Researchers from LLNL, Lawrence Livermore National Laboratory adapted a new type of material for its groundbreaking volumetric 3D printing method, which can produce objects almost immediately, thereby greatly expanding the range of material properties that can be achieved with this technology. The results of this research were published in "Advanced Materials" on October 1, and were highlighted in "Nature" magazine.
Volumetric additive manufacturing (VAM) is an emerging method based on photopolymer 3D printing, which can complete complex 3D structures in one step without stacking layer by layer. This method can overcome many shortcomings based on layer-by-layer manufacturing, such as long build time and rough surface. VAM also heralds the broadening of materials available for photopolymer 3D printing, which has fewer constraints on viscosity and reactivity than layered printing. Indeed, although VAM has been proven in extremely soft hydrogels, it has so far been almost entirely dependent on acrylate chemicals.
However, due to the brittleness and glassy nature of the resulting material, acrylate chemical reagents are generally limited. As an alternative method to obtain a wider range of mechanical properties, thermal properties, and optical properties, it is very necessary to introduce alternative cross-linking chemical methods in the field of VAM and wider AM. Thiol alkenyl polymers are a class of materials that have attracted much attention because of their controllable and adjustable mechanical properties. This is usually due to the gradual growth mechanism of the polymerization reaction, and the molecular network in the thiolene material is more uniform.
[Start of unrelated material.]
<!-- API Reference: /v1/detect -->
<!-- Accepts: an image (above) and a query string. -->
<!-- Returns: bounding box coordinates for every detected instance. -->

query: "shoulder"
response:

Thiolene resins are a class of materials suitable for volumetric 3D printing. They can be used with the volumetric additive manufacturing (VAM) technology of LLNL (Lawrence Livermore National Laboratory), including computed axial lithograph (CAL) , This technology creates objects by projecting a three-dimensional patterned beam into a resin vial. When the light cures the liquid resin into a solid at the desired location in the volume, the sample bottle is rotated, and then the uncured resin is drained, leaving the 3D object behind in just a few seconds.
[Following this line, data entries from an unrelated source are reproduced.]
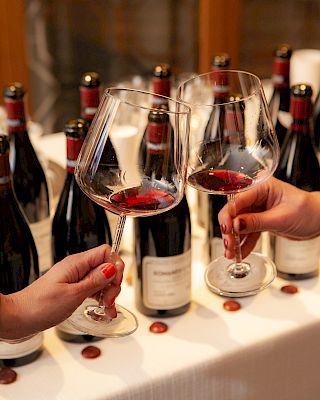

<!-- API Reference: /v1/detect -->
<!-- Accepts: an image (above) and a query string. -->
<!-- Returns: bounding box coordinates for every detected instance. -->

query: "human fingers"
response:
[50,244,113,283]
[232,207,290,236]
[77,262,118,295]
[103,252,124,286]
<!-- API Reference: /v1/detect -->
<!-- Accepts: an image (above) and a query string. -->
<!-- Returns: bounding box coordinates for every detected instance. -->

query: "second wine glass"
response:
[69,87,190,337]
[177,70,280,297]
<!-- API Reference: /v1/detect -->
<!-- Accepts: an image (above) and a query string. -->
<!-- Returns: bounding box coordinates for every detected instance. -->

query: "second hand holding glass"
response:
[177,70,280,297]
[70,88,190,337]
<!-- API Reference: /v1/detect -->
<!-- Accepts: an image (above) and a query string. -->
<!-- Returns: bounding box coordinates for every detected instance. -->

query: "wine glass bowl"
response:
[70,87,190,336]
[177,70,280,297]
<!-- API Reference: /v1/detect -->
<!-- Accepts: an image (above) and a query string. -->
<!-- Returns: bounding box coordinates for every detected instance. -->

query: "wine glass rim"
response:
[103,86,191,115]
[176,69,263,107]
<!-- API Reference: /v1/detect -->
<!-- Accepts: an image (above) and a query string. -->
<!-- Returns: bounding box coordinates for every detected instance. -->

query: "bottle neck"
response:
[4,98,27,134]
[290,97,312,132]
[152,77,170,108]
[211,70,229,101]
[80,86,100,123]
[0,153,13,190]
[146,121,169,154]
[66,137,84,173]
[225,106,244,139]
[272,57,290,88]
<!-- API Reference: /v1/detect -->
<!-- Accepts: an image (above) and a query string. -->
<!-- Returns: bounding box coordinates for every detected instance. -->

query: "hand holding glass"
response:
[69,88,190,336]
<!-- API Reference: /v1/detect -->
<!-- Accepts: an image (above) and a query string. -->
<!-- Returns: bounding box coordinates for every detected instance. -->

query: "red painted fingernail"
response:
[223,239,228,249]
[238,218,246,232]
[101,263,116,279]
[220,224,226,234]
The volumetric 3D printing technology operation steps
① Put the photosensitive resin liquid material in a cup first
②Use DLP light source for volume exposure
③ The turntable drives the cup to rotate
④Cure the resin at the designated position
In the researchers' stereo imaging system, the 3D distribution of light energy is transferred to the resin barrel by superimposing multiple angles of exposure. This method is called CAL (computed axial lithograph). Exposure is a series of projections calculated from a 3D CAD model using a computer tomography (CT) algorithm.
The volumetric 3D printing technology works like a reverse computer tomography (CT) scan. In the CT machine, the X-ray tube rotates around the patient to take pictures of the internal organs of the human body. Then, the computer uses these projections to reconstruct a 3D picture.
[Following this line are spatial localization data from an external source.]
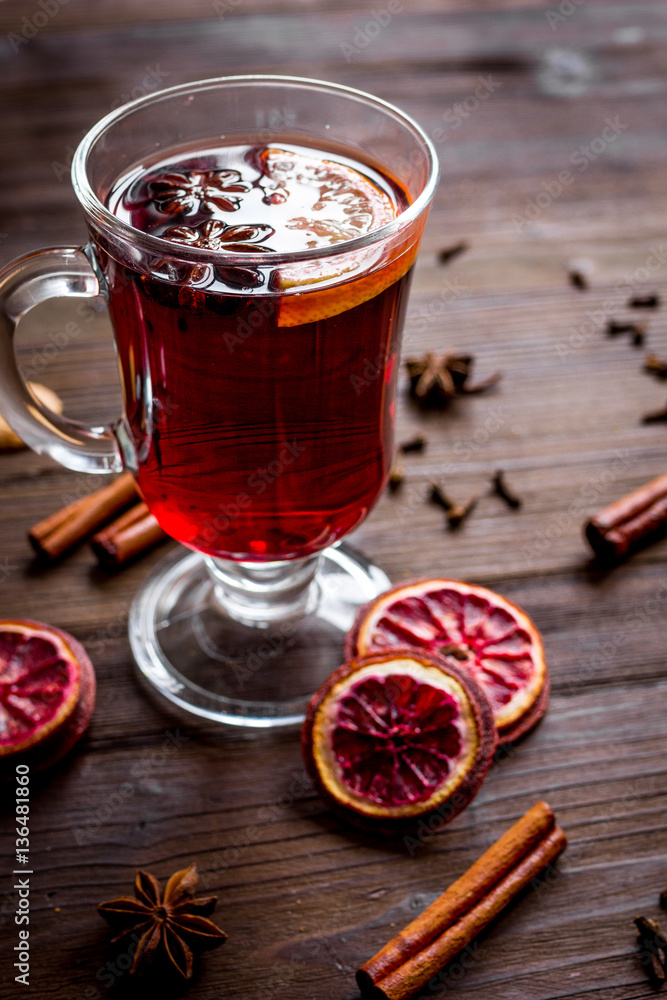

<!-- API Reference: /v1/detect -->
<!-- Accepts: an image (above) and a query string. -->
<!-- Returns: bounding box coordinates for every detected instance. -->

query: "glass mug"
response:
[0,77,438,726]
In the past, researchers used acrylate-based resins for work, which can produce fragile and fragile objects through the CAL process. However, the new resin chemistry created by carefully balancing three different types has more uses and provides researchers with flexible design molecular space and broader mechanical properties. Using thiolene resin, researchers can use LLNL's custom VAM printer to build tough, strong, stretchable, and flexible objects. These results are a key step towards the vision of using VAM methods to significantly expand the types of materials that can be used for light-driven 3D printing.
The researchers also demonstrated the first example of the method of predicting and measuring the 3D energy dose transferred from the design to the resin to print the article. The method successfully printed the 3D structure in the thiol resin through tomographic volume additive manufacturing. . The researchers said the demonstration provides a general reference for controlled 3D manufacturing and comparison of resin systems.
By studying the behavior of the resin under different light doses, the researchers added that their goal is to improve the consistency between the computational model and the experiment, and apply the photochemical behavior to the computer tomography reconstruction process to generate objects for construction 3D model.
This research represents a “significant advancement in batch additive manufacturing, as they are moving towards the goal of achieving high-performance printing engineering polymers, with particular emphasis on the use of thiol materials in bio-scaffolding. There is hope in applications such as pharmaceuticals, electronic products, and biological materials.